Using namespaces for page ownership


Yaron, this is indeed an interesting subject. I work with various organizations that are interested to use Semantic MediaWiki for their work and the one thing that holds them back is "ownership". Part of it is the psychological barrier that many feel to give up your sense of exclusivity, whcih is an irreversible result of choosing a collaborative platform. That's a learning process. And it helps to show that Mediawiki has plenty of control built in with history of changes, page watch, rollback and undo.

The more difficult issue is ownership that is related to decision making and authorization levels. If, for instance, a set of standards is decided upon through a meticulus process of negotiations and records of proceedings and national positions, stakeholders do not want their particular contributions in that process be altered. And for procedural, historical and legal purpose, there is a need to establish a better and tighter control - one might say: against the nature of the wiki - by articicially creating ownership.

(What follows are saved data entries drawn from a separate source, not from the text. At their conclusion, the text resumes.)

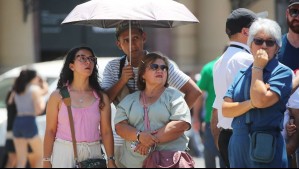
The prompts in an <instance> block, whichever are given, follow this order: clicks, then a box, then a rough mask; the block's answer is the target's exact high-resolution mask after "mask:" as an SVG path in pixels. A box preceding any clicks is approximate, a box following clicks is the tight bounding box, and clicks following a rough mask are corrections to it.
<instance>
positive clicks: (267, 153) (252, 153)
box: [249, 131, 276, 163]
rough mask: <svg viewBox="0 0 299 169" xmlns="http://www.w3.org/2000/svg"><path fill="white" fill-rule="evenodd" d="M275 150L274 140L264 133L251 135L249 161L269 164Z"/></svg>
mask: <svg viewBox="0 0 299 169" xmlns="http://www.w3.org/2000/svg"><path fill="white" fill-rule="evenodd" d="M275 150H276V138H275V136H273V135H272V134H270V133H267V132H264V131H255V132H253V133H252V134H251V140H250V149H249V153H250V159H251V160H252V161H255V162H260V163H269V162H271V161H272V160H273V158H274V155H275Z"/></svg>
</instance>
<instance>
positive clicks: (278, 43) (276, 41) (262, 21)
mask: <svg viewBox="0 0 299 169" xmlns="http://www.w3.org/2000/svg"><path fill="white" fill-rule="evenodd" d="M260 31H264V32H265V33H266V34H267V35H269V36H271V37H272V38H273V39H274V40H275V42H276V44H277V45H278V46H279V47H281V43H282V42H281V28H280V26H279V25H278V23H277V22H275V21H273V20H271V19H267V18H258V19H257V20H256V21H254V22H253V23H252V25H251V26H250V28H249V37H248V40H247V45H248V46H250V45H251V43H252V42H253V39H254V36H255V35H256V34H257V33H258V32H260Z"/></svg>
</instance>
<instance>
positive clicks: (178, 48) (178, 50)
mask: <svg viewBox="0 0 299 169" xmlns="http://www.w3.org/2000/svg"><path fill="white" fill-rule="evenodd" d="M179 2H181V3H183V4H185V5H186V6H187V7H188V8H189V9H190V10H191V11H192V13H193V14H194V15H195V16H196V17H197V18H198V19H199V21H200V23H199V24H195V25H187V26H181V27H179V28H176V29H175V30H174V31H173V37H174V38H173V39H174V41H173V44H172V49H173V56H174V59H175V61H176V62H177V64H178V65H179V66H180V68H181V69H182V70H183V71H185V72H195V73H196V72H199V71H200V70H201V68H202V66H203V65H204V64H206V63H207V62H209V61H211V60H213V59H214V58H216V57H217V56H220V55H221V54H222V51H223V49H224V46H225V45H227V43H228V42H229V39H228V37H227V35H226V33H225V23H226V18H227V16H228V15H229V14H230V12H231V5H230V0H221V1H220V0H179ZM274 3H275V1H274V0H259V1H255V2H254V3H252V4H250V6H249V7H248V8H249V9H251V10H252V11H254V12H257V13H258V12H263V11H268V13H269V15H268V18H270V19H275V4H274Z"/></svg>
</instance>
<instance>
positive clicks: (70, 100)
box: [60, 86, 78, 164]
mask: <svg viewBox="0 0 299 169" xmlns="http://www.w3.org/2000/svg"><path fill="white" fill-rule="evenodd" d="M60 94H61V96H62V98H63V102H64V104H65V105H66V106H67V111H68V114H69V121H70V128H71V133H72V142H73V149H74V158H75V161H76V164H77V163H78V153H77V141H76V135H75V129H74V120H73V114H72V109H71V98H70V93H69V91H68V89H67V86H64V87H62V88H61V89H60Z"/></svg>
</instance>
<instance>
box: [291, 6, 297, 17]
mask: <svg viewBox="0 0 299 169" xmlns="http://www.w3.org/2000/svg"><path fill="white" fill-rule="evenodd" d="M289 13H290V15H291V17H297V16H298V15H299V9H294V8H293V9H289Z"/></svg>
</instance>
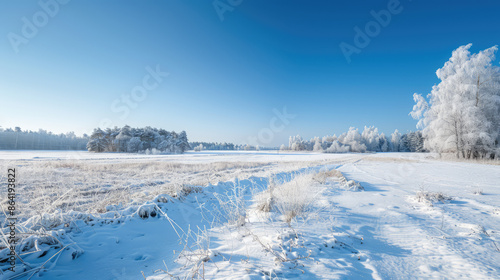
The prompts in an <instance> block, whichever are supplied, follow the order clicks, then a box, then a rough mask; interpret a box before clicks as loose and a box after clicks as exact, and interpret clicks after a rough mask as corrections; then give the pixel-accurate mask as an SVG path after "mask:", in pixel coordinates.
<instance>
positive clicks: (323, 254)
mask: <svg viewBox="0 0 500 280" xmlns="http://www.w3.org/2000/svg"><path fill="white" fill-rule="evenodd" d="M0 159H1V160H0V167H1V170H4V171H3V173H4V174H0V186H1V190H0V198H1V199H0V200H1V205H2V207H3V208H5V207H6V205H7V204H6V201H7V191H6V190H7V188H6V187H7V176H6V175H7V169H8V168H16V174H17V181H18V184H19V185H18V187H17V197H16V203H17V207H18V208H17V209H18V210H19V213H18V215H19V220H18V225H17V229H16V230H17V231H16V233H17V234H16V237H17V238H18V240H17V241H18V244H17V245H18V246H17V253H18V255H19V257H20V259H22V262H21V261H20V260H19V259H18V261H17V263H16V272H15V273H13V272H11V271H9V270H8V268H9V267H10V264H9V263H8V261H6V258H7V253H8V252H9V251H8V250H6V249H4V248H5V244H3V243H2V245H0V246H2V247H1V249H4V250H2V251H0V268H1V271H2V273H3V274H0V278H1V279H29V278H30V277H31V279H144V277H146V278H147V279H176V277H178V278H179V279H185V278H186V279H191V278H195V279H198V278H199V279H203V278H206V279H268V278H269V279H270V278H272V279H275V278H278V279H288V278H303V279H443V278H455V279H499V278H500V265H499V264H500V233H499V231H500V199H499V198H500V186H499V182H500V166H498V165H488V164H478V163H467V162H453V161H440V160H437V159H434V157H433V156H431V155H429V154H412V153H382V154H315V153H282V152H280V153H278V152H276V151H262V152H202V153H187V154H184V155H132V154H110V153H103V154H93V153H85V152H60V151H54V152H52V151H50V152H38V151H37V152H35V151H31V152H30V151H1V152H0ZM5 218H6V216H5V213H1V214H0V221H1V222H2V227H3V229H4V234H7V233H8V231H7V227H6V226H4V221H5ZM5 238H6V236H5V235H4V237H3V239H5ZM143 276H144V277H143Z"/></svg>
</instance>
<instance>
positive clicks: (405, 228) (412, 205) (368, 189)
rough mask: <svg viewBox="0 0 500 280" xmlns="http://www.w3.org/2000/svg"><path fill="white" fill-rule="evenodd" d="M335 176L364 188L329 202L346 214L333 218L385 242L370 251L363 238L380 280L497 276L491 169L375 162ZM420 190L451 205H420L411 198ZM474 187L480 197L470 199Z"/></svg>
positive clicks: (488, 165)
mask: <svg viewBox="0 0 500 280" xmlns="http://www.w3.org/2000/svg"><path fill="white" fill-rule="evenodd" d="M340 170H341V171H342V172H343V173H344V174H345V175H346V177H348V178H349V179H354V180H356V181H359V182H360V183H361V185H363V186H364V187H365V190H366V191H365V192H358V193H343V194H341V195H339V196H335V197H333V199H334V200H335V201H336V203H337V205H338V206H339V207H341V208H342V209H344V211H345V212H346V213H350V214H352V215H339V216H340V217H339V219H340V220H341V222H340V223H341V224H343V225H345V227H347V228H348V229H349V230H350V231H353V232H355V233H357V234H360V235H364V236H365V237H366V236H370V237H371V239H372V240H377V241H376V243H379V242H383V243H385V244H383V245H382V246H376V247H372V248H369V247H370V238H366V239H365V240H366V248H369V249H368V251H369V253H368V255H369V256H370V263H371V264H372V265H373V266H374V267H375V269H376V270H377V272H378V274H379V275H380V276H381V277H382V278H383V279H407V278H408V277H409V278H426V279H429V278H434V279H442V278H450V279H451V278H455V279H498V278H499V277H500V271H499V266H498V264H499V263H500V251H498V249H497V247H496V246H498V241H499V237H500V235H499V233H498V231H499V230H500V228H499V225H500V220H499V219H500V216H498V215H496V214H495V212H494V211H495V209H498V208H500V188H499V186H498V185H497V184H498V182H500V168H499V167H498V166H489V165H478V164H469V163H449V162H439V161H434V160H432V161H429V160H423V159H419V158H414V159H411V160H408V161H403V162H401V159H397V158H395V159H394V160H391V159H388V158H382V159H381V160H380V161H379V160H378V159H377V158H376V157H374V158H370V159H369V160H364V161H361V162H357V163H353V164H348V165H345V166H342V167H341V168H340ZM421 188H424V189H425V190H427V191H434V192H443V193H444V194H446V195H448V196H451V197H452V198H453V199H452V200H450V201H449V202H445V203H436V204H434V207H429V206H426V205H422V204H419V203H418V202H416V201H414V200H413V199H412V197H413V196H414V195H415V193H416V192H417V191H418V190H419V189H421ZM477 188H481V189H482V190H483V192H484V194H483V195H475V194H473V190H474V189H477ZM353 216H354V217H353ZM356 217H357V218H356ZM359 217H361V218H359ZM356 220H359V221H356Z"/></svg>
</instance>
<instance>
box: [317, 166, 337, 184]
mask: <svg viewBox="0 0 500 280" xmlns="http://www.w3.org/2000/svg"><path fill="white" fill-rule="evenodd" d="M341 177H342V173H341V172H340V171H338V170H337V169H333V170H328V171H320V172H318V173H316V174H314V175H313V180H314V181H316V182H319V183H321V184H324V183H325V182H326V180H327V179H328V178H341Z"/></svg>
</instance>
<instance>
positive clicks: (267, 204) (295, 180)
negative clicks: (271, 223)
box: [256, 174, 321, 223]
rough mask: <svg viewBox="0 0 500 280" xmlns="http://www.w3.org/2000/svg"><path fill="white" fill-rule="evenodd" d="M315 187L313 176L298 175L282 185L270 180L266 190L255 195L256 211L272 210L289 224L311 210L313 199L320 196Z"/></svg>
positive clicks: (273, 180)
mask: <svg viewBox="0 0 500 280" xmlns="http://www.w3.org/2000/svg"><path fill="white" fill-rule="evenodd" d="M317 185H318V183H317V181H316V180H315V174H302V175H298V176H296V177H295V178H294V179H293V180H291V181H289V182H284V183H277V182H276V181H275V180H274V179H271V180H270V182H269V184H268V188H267V189H266V190H264V191H263V192H261V193H258V194H257V195H256V200H257V210H259V211H263V212H270V211H273V210H274V211H276V212H277V213H279V214H281V216H282V217H283V220H284V221H285V222H287V223H290V222H291V221H292V220H293V219H294V218H295V217H297V216H304V215H305V214H306V213H307V212H309V211H310V210H311V207H312V204H313V202H314V199H315V198H316V197H317V196H318V195H320V194H321V189H320V188H318V186H317Z"/></svg>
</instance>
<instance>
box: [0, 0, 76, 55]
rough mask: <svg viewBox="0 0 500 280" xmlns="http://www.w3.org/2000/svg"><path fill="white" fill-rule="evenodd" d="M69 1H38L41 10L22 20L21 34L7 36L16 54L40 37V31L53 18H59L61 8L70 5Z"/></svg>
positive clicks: (9, 32) (49, 0) (50, 0)
mask: <svg viewBox="0 0 500 280" xmlns="http://www.w3.org/2000/svg"><path fill="white" fill-rule="evenodd" d="M69 1H70V0H40V1H38V6H40V8H41V9H40V10H38V11H37V12H35V13H34V14H33V15H32V16H31V17H30V18H27V17H22V18H21V21H22V23H23V25H22V27H21V32H20V33H19V34H18V33H14V32H9V33H8V34H7V39H8V40H9V42H10V45H11V47H12V49H13V50H14V52H15V53H19V47H20V46H21V45H26V44H28V43H29V40H30V39H33V38H34V37H35V36H36V35H38V32H39V31H40V29H41V28H43V27H45V26H46V25H47V24H48V23H49V21H50V19H51V18H54V17H55V16H57V14H58V13H59V11H60V10H61V6H62V5H66V4H68V3H69Z"/></svg>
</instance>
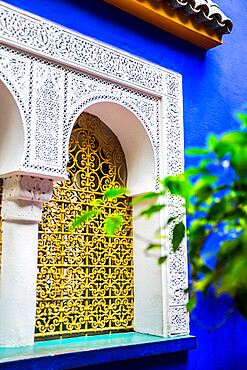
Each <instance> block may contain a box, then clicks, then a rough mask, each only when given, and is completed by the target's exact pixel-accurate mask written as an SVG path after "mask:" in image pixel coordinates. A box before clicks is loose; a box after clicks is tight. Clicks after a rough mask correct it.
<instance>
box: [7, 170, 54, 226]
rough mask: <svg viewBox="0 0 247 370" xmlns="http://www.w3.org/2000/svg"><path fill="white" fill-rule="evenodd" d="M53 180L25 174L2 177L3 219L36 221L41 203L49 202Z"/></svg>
mask: <svg viewBox="0 0 247 370" xmlns="http://www.w3.org/2000/svg"><path fill="white" fill-rule="evenodd" d="M52 192H53V181H52V180H49V179H44V178H38V177H33V176H26V175H14V176H11V177H8V178H5V179H3V202H2V219H3V221H19V222H29V223H38V222H39V221H40V220H41V215H42V204H43V203H46V202H49V200H50V199H51V196H52Z"/></svg>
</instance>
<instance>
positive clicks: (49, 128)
mask: <svg viewBox="0 0 247 370" xmlns="http://www.w3.org/2000/svg"><path fill="white" fill-rule="evenodd" d="M0 42H1V46H0V50H1V51H0V77H1V79H2V81H3V82H4V84H5V85H6V86H7V87H8V89H9V90H10V91H11V93H12V95H13V97H14V99H15V100H16V103H17V105H18V107H19V110H20V113H21V116H22V121H23V125H24V135H25V152H24V156H23V159H22V162H21V164H20V167H19V168H17V169H16V173H17V174H18V173H19V174H30V175H37V176H40V177H47V178H50V179H54V180H57V179H61V178H62V179H63V178H66V164H67V160H68V157H67V156H68V153H67V152H68V148H67V145H68V144H67V143H68V137H69V134H70V130H71V127H72V126H73V124H74V122H75V119H76V117H77V116H78V114H79V113H80V112H81V111H83V109H85V107H87V106H88V105H90V104H92V103H93V102H98V101H101V102H104V101H106V102H109V101H110V102H117V103H119V104H121V105H123V106H124V107H126V108H128V109H129V110H130V111H131V112H132V113H134V114H135V115H136V116H137V117H138V118H139V120H140V122H141V123H142V124H143V126H144V128H145V130H146V132H147V135H148V136H149V138H150V141H151V143H152V146H153V151H154V153H155V162H156V175H157V177H159V176H161V177H162V176H165V175H176V174H179V173H181V172H182V171H183V165H184V163H183V160H184V152H183V112H182V79H181V76H180V75H179V74H177V73H174V72H172V71H169V70H166V69H164V68H162V67H160V66H157V65H154V64H152V63H150V62H148V61H145V60H142V59H140V58H137V57H134V56H133V55H130V54H128V53H126V52H123V51H121V50H118V49H116V48H113V47H111V46H109V45H106V44H103V43H101V42H98V41H95V40H93V39H91V38H89V37H86V36H83V35H81V34H78V33H76V32H73V31H71V30H68V29H66V28H64V27H61V26H59V25H56V24H54V23H52V22H50V21H47V20H44V19H42V18H40V17H37V16H33V15H31V14H29V13H27V12H25V11H22V10H20V9H17V8H15V7H12V6H10V5H7V4H5V3H4V2H0ZM2 177H3V174H2ZM172 201H173V207H172V208H170V210H168V211H166V215H165V217H169V216H170V215H171V214H173V215H174V213H176V214H180V213H181V211H182V207H181V202H180V200H179V199H177V198H174V199H173V200H172ZM168 247H169V246H168ZM166 248H167V246H166ZM167 267H168V268H167V271H168V274H167V275H168V283H167V284H168V306H169V307H168V330H167V332H168V335H170V336H171V335H184V334H188V332H189V321H188V314H187V312H186V308H185V304H186V302H187V296H186V295H184V289H185V288H186V287H187V279H188V276H187V249H186V241H184V242H183V245H182V246H181V248H180V249H179V251H178V252H177V253H176V254H175V255H174V254H173V253H172V252H170V256H169V260H168V262H167Z"/></svg>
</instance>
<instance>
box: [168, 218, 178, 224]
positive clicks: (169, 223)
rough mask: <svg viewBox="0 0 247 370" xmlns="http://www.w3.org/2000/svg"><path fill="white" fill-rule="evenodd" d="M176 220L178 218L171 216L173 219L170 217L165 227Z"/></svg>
mask: <svg viewBox="0 0 247 370" xmlns="http://www.w3.org/2000/svg"><path fill="white" fill-rule="evenodd" d="M177 218H178V216H173V217H170V218H169V219H168V221H167V223H166V224H167V225H169V224H170V223H171V222H173V221H175V220H176V219H177Z"/></svg>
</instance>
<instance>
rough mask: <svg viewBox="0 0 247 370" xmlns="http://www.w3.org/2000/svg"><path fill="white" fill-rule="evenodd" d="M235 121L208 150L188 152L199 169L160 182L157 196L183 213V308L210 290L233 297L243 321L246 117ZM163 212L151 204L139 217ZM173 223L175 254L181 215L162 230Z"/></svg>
mask: <svg viewBox="0 0 247 370" xmlns="http://www.w3.org/2000/svg"><path fill="white" fill-rule="evenodd" d="M237 117H238V118H239V120H240V121H241V123H242V127H241V129H240V130H239V131H236V132H229V133H227V134H225V135H223V136H222V137H220V138H217V137H216V136H214V135H210V136H209V138H208V143H207V149H200V148H194V149H189V150H187V152H186V153H187V154H188V155H193V156H196V157H197V159H198V162H199V164H198V166H197V167H195V168H189V169H187V170H186V171H185V172H184V173H183V174H181V175H178V176H169V177H167V178H165V179H164V180H162V181H161V182H160V183H161V191H160V192H158V193H157V194H156V197H160V196H163V195H164V194H165V193H166V192H167V191H169V192H170V193H171V194H172V195H177V196H180V197H181V198H182V199H183V205H184V207H185V209H186V212H187V233H188V236H189V263H190V265H191V284H190V286H189V288H188V289H187V291H189V292H190V300H189V302H188V304H187V309H188V310H189V311H191V310H192V309H193V308H194V307H195V305H196V293H197V292H198V291H201V292H203V293H204V294H206V293H207V292H208V291H209V290H212V289H213V291H214V292H215V294H216V295H220V294H222V293H227V294H229V295H230V296H231V297H233V299H234V301H235V304H236V307H237V309H238V310H239V312H240V313H241V314H242V315H243V316H244V317H245V318H246V319H247V227H246V226H247V132H246V126H247V115H246V114H244V113H239V114H237ZM149 197H150V198H152V197H153V198H154V194H153V193H148V194H145V195H144V196H142V198H140V199H137V202H139V201H142V200H143V199H148V198H149ZM163 207H165V204H159V203H154V204H152V205H151V206H150V207H149V208H147V209H145V210H143V211H142V213H141V214H142V215H143V216H146V217H147V218H150V217H151V216H152V215H153V214H154V213H156V212H158V211H159V210H160V209H162V208H163ZM171 223H173V224H175V226H173V228H172V239H171V243H172V247H173V251H174V252H175V253H176V251H177V250H178V249H179V247H180V245H181V242H182V240H183V238H184V236H185V233H186V229H185V225H184V222H183V220H181V215H180V216H175V217H172V218H170V219H169V220H168V221H167V222H166V224H165V225H164V228H165V229H166V228H168V227H170V226H169V225H170V224H171ZM215 237H216V238H218V239H220V241H217V240H218V239H216V238H215ZM212 245H213V248H212ZM152 248H157V245H153V244H150V245H149V247H148V249H152ZM212 249H213V251H211V252H210V254H209V253H208V250H212ZM208 256H210V258H208ZM166 258H167V256H164V257H162V261H161V260H159V263H163V262H164V261H165V260H166Z"/></svg>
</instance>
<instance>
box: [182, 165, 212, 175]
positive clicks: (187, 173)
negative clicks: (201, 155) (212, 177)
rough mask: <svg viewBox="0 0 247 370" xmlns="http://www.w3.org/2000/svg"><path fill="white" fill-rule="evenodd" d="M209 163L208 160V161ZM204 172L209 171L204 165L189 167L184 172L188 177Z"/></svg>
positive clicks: (184, 173)
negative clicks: (193, 167) (202, 165)
mask: <svg viewBox="0 0 247 370" xmlns="http://www.w3.org/2000/svg"><path fill="white" fill-rule="evenodd" d="M207 163H208V161H207ZM202 173H208V170H207V169H206V168H205V167H204V166H203V167H196V168H193V167H191V168H188V169H187V170H186V171H185V172H184V175H185V176H186V177H193V176H197V175H200V174H202Z"/></svg>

You list a couple of extensions that may work for certain process and certain user communities. A totally different solution would be to use separate namespaces per user community and authorization level, and set the permissions for them in the access to those namespaces. In your view, is this a feasible and effective solution? I reognize that for a large organization with a complex administrative process, this could lead to a significant number of namespaces, and that the management of the settings for reading and editing access to those namespaces, and the transposing of information thereof, would be a monster. Still, I think it would be possible. Or not?

22:31, 1 April 2015

Sorry for the long delay! I didn't see this message until yesterday. Yes, I agree that page ownership is a big deal for some organizations - and that much of it is indeed psychological. Yes, separate namespaces could work - and if there are a lot of them, it would be tricky to manage all of them. A lot of this sort of thing is on a case-by-case basis - it depends on how many people are involved, how many organizations are involved, how close the organizations are to one another, etc. Another solution is to simply have different wikis, of course - which might be the easiest option to manage.